Highlights
The Apartheid Museum
Apartheid was dismantled over decade ago but its full horror lives on in a stark white building on Gold Reef Road, Ormonde. Entry tickets − white and non-white − are issued at random and dictate which doorway you enter through. It's a simple but effective taster of what it was like to have your entire life determined by your skin colour. Documentary pieces of film, texts, sound clips and live accounts will take you on a fascinating, horrifying, humbling and ultimately inspiring journey that recounts the bewildering history of racial segregation.
Constitution Hill
South Africa's Constitutional Court, is built on what used to be a high security prison complex, The Old Fort, originally built to house prisoners of the Anglo-Boer War, later the ‘native prison’ called Number 4 and the Women’s Jail were added and the complex became a detention centre for everyone from common criminals to political activists among them Mahatma Ghandi and Nelson Mandela.

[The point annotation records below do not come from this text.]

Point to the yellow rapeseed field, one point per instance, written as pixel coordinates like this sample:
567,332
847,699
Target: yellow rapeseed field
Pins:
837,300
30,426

Many of the surrounding buildings have been turned into museums where exhibitions detail South Africa’s path to freedom and democracy. Tours include a visit to Mandela’s cell and visitors are invited to add their comments to the “We, The People Wall” – via copper bricks which are then added to the wall.
Johannesburg Zoo
From its humble opening in 1904, when its inhabitants consisted of a male lion, a female leopard and a male baboon, the Johannesburg Zoo is now a sprawling fifty-four hectares of beautiful grounds, accommodating up to 2,070 animals, representing 365 different species.
Gold Reef City
Just eight kilometres from the centre of Johannesburg, the uniquely South African Gold Reef City offers a host of thrilling rides, a casino, an animal farmyard, Story of Gold Heritage Tours, the Town Square showcasing up-and-coming local talents and headline bands as well as a host of restaurants. Look out for the gumboot dancing displays – conceived by black miners as an alternative to drumming, (which was restricted), it is now something of a South African art form.

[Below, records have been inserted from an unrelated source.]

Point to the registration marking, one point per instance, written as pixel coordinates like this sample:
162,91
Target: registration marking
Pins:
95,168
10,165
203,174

World Heritage Site: Cradle of Humankind
About an hour’s drive out of the city you’ll find Maropeng the official visitor centre of the Cradle of Humankind and the Sterkfontein Caves. A World Heritage Site, the Cradle of Humanity is widely recognised as the place from which all of humankind originated – visitors learn about the history of earth’s creation on an underwater boat ride through the complex of fossil-bearing caves.